Dans la presse

IMPACT MEDECIN

Jean-Michel Ulmann

"En attendant de rencontrer les Italiens invités d'honneur du prochain Salon du livre, la lecture d'Andrea Camilleri est ce que l'on peut se mettre de plus appétissant sous la main en guise d'antipasti littéraire. Sa Disparition de Judas offre les styles les plus variés, les langues et les caractères les plus contrastés et les plus piquants de la société sicilienne. La typographie de chaque chapitre contribue elle-même à la multiplication du plaisir de le lire. Cette diversité n'est pas décorative ; elle correspond à l'échange de correspondance entre les différents protagonistes, qui mènent une enquête à couteaux tirés sur le sort du comptable Pato. Cet époux modèle a subitement disparu alors qu'il incarnait Judas dans la Passion du Christ, dit les Funérailles, spectacle édifiant donné chaque année dans le bourg de Vigata, province de Montelusa.
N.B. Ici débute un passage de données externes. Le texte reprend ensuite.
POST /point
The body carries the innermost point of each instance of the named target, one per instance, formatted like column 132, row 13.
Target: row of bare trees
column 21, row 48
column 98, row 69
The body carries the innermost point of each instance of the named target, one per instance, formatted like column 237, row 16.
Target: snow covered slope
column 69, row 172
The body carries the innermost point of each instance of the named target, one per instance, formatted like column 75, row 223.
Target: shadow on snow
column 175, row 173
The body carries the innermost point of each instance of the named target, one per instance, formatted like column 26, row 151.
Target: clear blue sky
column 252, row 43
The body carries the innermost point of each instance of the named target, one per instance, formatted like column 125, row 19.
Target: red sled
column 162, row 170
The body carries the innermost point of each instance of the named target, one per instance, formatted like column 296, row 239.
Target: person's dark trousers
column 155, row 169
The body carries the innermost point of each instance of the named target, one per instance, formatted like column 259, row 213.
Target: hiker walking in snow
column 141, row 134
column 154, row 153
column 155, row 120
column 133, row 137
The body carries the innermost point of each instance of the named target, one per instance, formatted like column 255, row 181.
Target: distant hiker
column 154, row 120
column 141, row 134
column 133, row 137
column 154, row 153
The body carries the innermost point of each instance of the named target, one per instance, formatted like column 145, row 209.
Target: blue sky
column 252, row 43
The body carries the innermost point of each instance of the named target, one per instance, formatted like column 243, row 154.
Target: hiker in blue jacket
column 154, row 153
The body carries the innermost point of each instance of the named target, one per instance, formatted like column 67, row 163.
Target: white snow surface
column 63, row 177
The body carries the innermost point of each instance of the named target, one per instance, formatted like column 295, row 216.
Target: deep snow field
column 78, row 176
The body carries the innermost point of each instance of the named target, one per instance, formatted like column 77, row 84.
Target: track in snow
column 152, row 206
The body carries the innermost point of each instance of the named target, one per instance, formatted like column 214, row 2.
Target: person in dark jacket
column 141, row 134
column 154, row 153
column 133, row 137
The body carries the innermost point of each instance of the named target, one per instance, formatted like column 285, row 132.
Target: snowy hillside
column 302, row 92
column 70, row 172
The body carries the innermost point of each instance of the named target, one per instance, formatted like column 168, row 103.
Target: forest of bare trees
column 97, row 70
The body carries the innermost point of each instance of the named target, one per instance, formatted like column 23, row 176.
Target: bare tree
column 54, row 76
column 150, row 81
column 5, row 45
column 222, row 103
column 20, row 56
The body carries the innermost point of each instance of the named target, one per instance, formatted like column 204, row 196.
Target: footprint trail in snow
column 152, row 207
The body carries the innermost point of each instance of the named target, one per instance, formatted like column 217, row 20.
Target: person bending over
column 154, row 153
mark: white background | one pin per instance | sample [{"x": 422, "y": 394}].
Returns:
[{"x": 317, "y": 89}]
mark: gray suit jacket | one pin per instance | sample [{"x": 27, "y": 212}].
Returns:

L'enquête, menée à la fois par le délégué à la sécurité publique et par la brigade des carabiniers royaux, exaspère leur rivalité, éperonnée par leurs supérieurs hiérarchiques, et commentée par Pasquale Mangiaforte, gérant du «Héraut de Montelusa », à laquelle se mêlent les investigations d'autres localiers ainsi que les études et conclusions de savants étrangers. Mais Pato, discret fonctionnaire, reste introuvable. Son absence prolongée alimente la rumeur, nourrit l'imagination et les jalousies. à la manière d'un greffier consciencieux, Andrea Camilleri consigne chaque moment de ce fait divers pathétique dans un roman en forme de dossier, compilant chaque rapport dans la langue bureaucratique, savante ou rurale de son auteur. Cette manière quasi administrative de rapporter les témoignages fait tourner l'enquête à la farce. La Disparition de Judas bascule dans la commedia dell'arte et, pour sa plus grande joie, le lecteur s'aperçoit que sa vie, tellement grave, ressemble singulièrement au petit monde de Camilleri."